What is Congenital Diaphragmatic Hernia?
Congenital Diaphragmatic Hernia (CDH) is a group of disorders that involve congenital malformation of the diaphragm. A malformed diaphragm lets the abdominal organs push into proper lung formation. It is a major life-threatening condition in infants.
Most deaths associated with it are caused by two complications, namely:
- Pulmonary hypertension
- Pulmonary hypoplasia
Congenital Diaphragmatic Hernia Epidemiology
CDH is a rare condition, affecting only 1 person in every 2000 to 5000 live births. It accounts for almost 8% of all major inborn or congenital abnormalities. The risks associated with recurrence of isolated CDH in the future siblings is around 2%. Familial CDH is very rare (less than 2% of all reported cases) and both the autosomal dominant and autosomal recessive inheritance patterns have been reported. The left side of the body is affected in most cases. Bochdalek hernia is somewhat more commonly observed in males than females, whereas Morgagni hernia occurs more frequently in females than males.
Congenital Diaphragmatic Hernia Types
There are various types of CDH, the most common of which is Bochdalek hernia. The other forms include:
- Morgagni hernia
- Central tendon defects
- Diaphragm eventration
It is the most commonly occurring form of CDH, observed in more than 96% of all cases. It is also referred to as postero-lateral diaphragmatic hernia. In this type, the diaphragm anomaly involves a hole or perforation in the postero-lateral part of the diaphragm that allows passage of abdominal viscera into chest cavity. Most cases of Bochdalek hernias (i.e. around 80% to 85%) occur on left-hand corner of the diaphragm, whereas a large number of remaining cases occur on right side.

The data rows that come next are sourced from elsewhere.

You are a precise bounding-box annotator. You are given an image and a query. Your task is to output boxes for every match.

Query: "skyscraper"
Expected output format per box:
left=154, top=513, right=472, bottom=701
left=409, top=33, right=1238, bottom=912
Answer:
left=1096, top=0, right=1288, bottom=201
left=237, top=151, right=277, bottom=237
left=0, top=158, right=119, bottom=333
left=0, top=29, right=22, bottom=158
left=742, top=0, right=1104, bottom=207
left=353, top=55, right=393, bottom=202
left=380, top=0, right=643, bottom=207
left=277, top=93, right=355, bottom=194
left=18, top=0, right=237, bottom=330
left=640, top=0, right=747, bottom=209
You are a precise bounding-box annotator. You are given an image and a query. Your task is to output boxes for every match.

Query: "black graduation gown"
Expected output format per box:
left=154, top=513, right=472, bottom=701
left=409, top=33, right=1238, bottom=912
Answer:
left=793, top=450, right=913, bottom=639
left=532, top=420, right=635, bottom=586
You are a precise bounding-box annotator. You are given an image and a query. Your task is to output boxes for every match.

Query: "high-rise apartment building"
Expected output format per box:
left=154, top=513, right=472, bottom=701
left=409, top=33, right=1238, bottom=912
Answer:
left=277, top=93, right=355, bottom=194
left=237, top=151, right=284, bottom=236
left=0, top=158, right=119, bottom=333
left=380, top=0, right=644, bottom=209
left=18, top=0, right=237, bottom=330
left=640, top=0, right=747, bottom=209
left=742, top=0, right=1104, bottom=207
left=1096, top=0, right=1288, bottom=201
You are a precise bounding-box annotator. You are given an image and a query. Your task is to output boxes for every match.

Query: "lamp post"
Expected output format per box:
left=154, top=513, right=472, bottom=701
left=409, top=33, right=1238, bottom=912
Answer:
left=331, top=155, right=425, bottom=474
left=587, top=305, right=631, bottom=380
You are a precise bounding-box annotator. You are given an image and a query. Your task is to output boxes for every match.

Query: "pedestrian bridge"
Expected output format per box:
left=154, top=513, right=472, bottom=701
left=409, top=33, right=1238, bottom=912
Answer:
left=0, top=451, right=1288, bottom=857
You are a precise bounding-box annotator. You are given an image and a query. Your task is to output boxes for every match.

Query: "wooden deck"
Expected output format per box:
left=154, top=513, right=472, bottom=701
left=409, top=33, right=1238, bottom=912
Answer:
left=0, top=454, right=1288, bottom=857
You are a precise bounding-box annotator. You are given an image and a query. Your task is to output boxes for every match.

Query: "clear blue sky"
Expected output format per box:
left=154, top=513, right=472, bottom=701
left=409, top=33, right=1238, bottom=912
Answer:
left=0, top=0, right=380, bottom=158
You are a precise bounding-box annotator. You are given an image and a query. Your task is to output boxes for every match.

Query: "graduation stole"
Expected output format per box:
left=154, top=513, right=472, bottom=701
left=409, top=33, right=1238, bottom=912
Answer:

It accounts for almost 2% of all cases of CDH. It involves herniation through foramina of Morgagni located just adjacent to xiphoid process of sternum. The majority of these hernias develop on the right part of the body. Morgagni hernia is also known as parasternal or retrosternal hernia.
A congenital diaphragmatic eventration occurs when partial or complete abnormal displacement or elevation of a generally intact diaphragm takes place into chest cavity. It is a rare form of CDH which occurs because the diaphragm is comparatively thinner in the area of eventration which allows upward protruding of the abdominal viscera.
Congenital Diaphragmatic Hernia Causes
CDH occurs as a result of improper joining of the structures during the fetal development. Due to this reason, the abdominal organs like the stomach, spleen, small intestine, kidney and portions of the liver appear in chest cavity. Hence, the lung tissue present on the affected area is not allowed to develop completely.
The diaphragm develops initially as a septum or divider between heart and liver, which progresses postero-laterally and closes finally at left Bochdalek foramen by 8th to 10th gestational week. Herniation of the viscera occurring in severe CDH is postulated to take place during pseudo-glandular stages of lung development. Pulmonary hypoplasia is caused by lung compression that is most critical on ipsilateral side, even though both of the lungs might be abnormal. Signs of pulmonary hypoplasia are associated with lesser alveoli, bronchial generations and arterial generations.
Fetal exposure to the chemical nitrofen leads to variable amounts of lung hypoplasia. CDH may also occur as an isolated or nonsyndromic defect. Familial factors are involved in less than 2% of these cases. Various forms of genetic inheritance, such as autosomal dominant, autosomal recessive and X-linked patterns have been discussed in association with such instances.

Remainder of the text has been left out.